Natuurlijk weet hij hoe de andere evangelisten jaren geleden daarover hebben geschreven. Hij gebruikt andere formuleringen en hij vult vaak aan wat de andere evangelisten niet wisten of konden weten. Hij verbindt de ’broodrede’ van Jezus met het verhaal van de broodvermenigvuldiging.In Johannes 6:16 e.v. gaat het over dezelfde gebeurtenis als die Matteüs en Marcus beschrijven. Maar het vierde evangelie geeft geen beschrijving van de ‘storm op het meer’ of van “Jezus gaande over het meer” als een zelfstandig gegeven zoals Matteüs en Marcus doen. Dat laat Johannes rusten. Johannes beschrijft in Joh. 6: 16 hoe men bezig is met de oversteek van de ene baai naar de andere. Van de baai van Betsaïda naar die van Kafarnaüm. Die beide baaien liggen op de noordelijke oever. Op het kaartje kun je die plaatsen goed zien liggen. Als je aan de oever van Betsaïda staat, lijkt het alsof Kafarnaüm aan de overkant van het meer ligt.  

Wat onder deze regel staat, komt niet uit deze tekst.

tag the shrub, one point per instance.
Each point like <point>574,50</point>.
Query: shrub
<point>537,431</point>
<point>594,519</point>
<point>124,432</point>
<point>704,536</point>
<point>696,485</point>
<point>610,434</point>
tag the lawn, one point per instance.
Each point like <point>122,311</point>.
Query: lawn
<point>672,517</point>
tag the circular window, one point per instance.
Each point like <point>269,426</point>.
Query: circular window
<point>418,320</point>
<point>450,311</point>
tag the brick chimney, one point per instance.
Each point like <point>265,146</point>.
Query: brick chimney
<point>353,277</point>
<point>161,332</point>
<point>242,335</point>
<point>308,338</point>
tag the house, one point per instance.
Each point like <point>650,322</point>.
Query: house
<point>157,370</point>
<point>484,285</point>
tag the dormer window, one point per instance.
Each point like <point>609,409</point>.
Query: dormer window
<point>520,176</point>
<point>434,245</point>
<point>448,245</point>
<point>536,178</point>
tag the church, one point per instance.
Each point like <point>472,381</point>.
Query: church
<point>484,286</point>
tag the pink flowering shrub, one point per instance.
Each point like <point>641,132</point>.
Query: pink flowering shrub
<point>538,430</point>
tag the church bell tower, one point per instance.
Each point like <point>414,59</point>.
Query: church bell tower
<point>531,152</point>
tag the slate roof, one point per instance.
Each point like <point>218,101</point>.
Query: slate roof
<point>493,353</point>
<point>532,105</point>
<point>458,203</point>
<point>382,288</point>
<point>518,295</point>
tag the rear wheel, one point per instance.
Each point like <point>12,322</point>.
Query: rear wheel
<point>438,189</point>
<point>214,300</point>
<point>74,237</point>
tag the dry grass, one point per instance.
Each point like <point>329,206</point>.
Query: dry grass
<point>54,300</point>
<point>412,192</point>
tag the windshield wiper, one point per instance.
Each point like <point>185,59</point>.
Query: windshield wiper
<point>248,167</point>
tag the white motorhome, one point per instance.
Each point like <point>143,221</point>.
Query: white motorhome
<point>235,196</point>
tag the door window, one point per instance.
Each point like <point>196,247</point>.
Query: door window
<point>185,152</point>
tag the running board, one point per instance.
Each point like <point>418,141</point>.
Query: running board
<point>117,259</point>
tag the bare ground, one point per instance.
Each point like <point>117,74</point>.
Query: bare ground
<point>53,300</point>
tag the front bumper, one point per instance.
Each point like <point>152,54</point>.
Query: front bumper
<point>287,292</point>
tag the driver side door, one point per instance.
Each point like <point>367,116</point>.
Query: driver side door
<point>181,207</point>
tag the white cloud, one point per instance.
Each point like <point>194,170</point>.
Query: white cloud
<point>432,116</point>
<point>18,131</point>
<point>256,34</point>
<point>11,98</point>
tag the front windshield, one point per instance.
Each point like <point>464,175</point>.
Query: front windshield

Dezelfde overtocht een dag later

 Als je de gedeelten 6 :16- 21 en  6: 22-25 vergelijkt, blijkt dat het over dezelfde overtocht gaat, maar dat  het gedeelte vanaf vers 22 zich een dag later afspeelt. Wat beide tekstgedeelten met elkaar verbindt is de plaats Kafarnaüm. Johannes legt geen nadruk op de verbijstering van de discipelen, het stillen van de storm de wankele stappen op het water van Petrus. Waarom heeft Johannes dit weggelaten? Wel, dat is heel begrijpelijk. Johannes wil immers duidelijk maken dat het onderricht van Jezus in de synagoge van Kafarnaüm alles te maken heeft met het broodwonder dat een dag eerder aan de overkant van het meer heeft plaatsgevonden. De synagogenbezoekers die nog maar net zijn aangekomen, zijn nog steeds diep onder de indruk van die bijzondere maaltijd. Het onderwerp van Jezus’ getuigenis in de synagoge is heel  nauw verbonden met het broodwonder. Johannes laat daarom de details van de andere evangelisten weg. Je zou daarom de indruk kunnen krijgen dat het om een ander, minder bekend wonder gaat in Joh. 6. Dat is zeker niet het geval. Doordat Johannes het broodwonder naar voren haalt, raakt het wonder van het stillen van de storm op de achtergrond. Met scheepjes uit Tiberias (Joh.6:23) waren de mensen overgestoken naar Kafarnaüm om Jezus te zoeken en  daar vonden ze Hem inderdaad. 

Johannes vult aan

 Hoewel het al jaren is geleden, weet Johannes zich in Efeze de toespraak van Jezus  heel nauwkeurig te herinneren. Hij herinnert zich nog goed dat Jezus voor die maaltijd met de 5.000 mensen had gedankt. Het werkwoord dat Johannes hier gebruikt hangt samen met het Griekse woord eucharistie= dankzegging. De apostel gaat zitten en begint te schrijven.Hij gaat nu zeer uitvoerig zijn eigen ervaringen in de synagoge  van Kafarnaüm verwoorden (Joh.6). Hij weet nog feilloos door te geven wat de HEER heeft gezegd. De Heilige Geest zal hem daarbij geassisteerd hebben. Johannes doet verslag van een leergesprek in het Joodse leerhuis van Kafarnaüm.Met wie was Jezus nu precies in gesprek gewikkeld? Natuurlijk allereerst met de mensen die de vorige dag die wonderlijke maaltijd hadden meegemaakt. Er zaten ook vele leerlingen van Jezus onder zijn gehoor (vs.60). Ook critici. In ieder geval was het een zeer heterogeen gezelschap. In deze zogenoemde ‘broodrede’ vestigt Jezus alle aandacht op zichzelf. Hij zegt: Ik ben het Brood van het Leven. Ik ben het ware hemelse levensbrood.

Jezus is het ware manna

 Tegenover de Joodse critici die zeggen dat God aan Israël in de woestijn het manna gaf als het ware hemelse brood, zegt Jezus dat Hij het echte voedsel uit de hemel is. Hij is het ware brood dat uit de wereld is neergedaald. Dat moet arrogant geklonken hebben, dat Jezus zei: IK ben van Hoge Komaf!God de Vader geeft in zijn zoon Jezus Christus aan de wereld het hemelse brood, waardoor men zelfs de dood overleeft. Uit de reacties wordt duidelijk dat velen wel willen geloven, dat Jezus het is die dat brood van God geeft, maar niet dat Hij dat  brood is. Een dergelijke hemelse voedselvoorziening gaat de meeste Joden te ver. Niemand gaat boven Mozes. Maar Jezus zegt: Niet Mozes heeft u het brood uit de hemel gegeven, maar Ik. Ik ben het levende Brood dat uit de hemel is neergedaald. Wie tot Mij komt zal  nooit honger hebben en wie in Mij gelooft zal nooit dorst krijgen. (Joh. 6:35).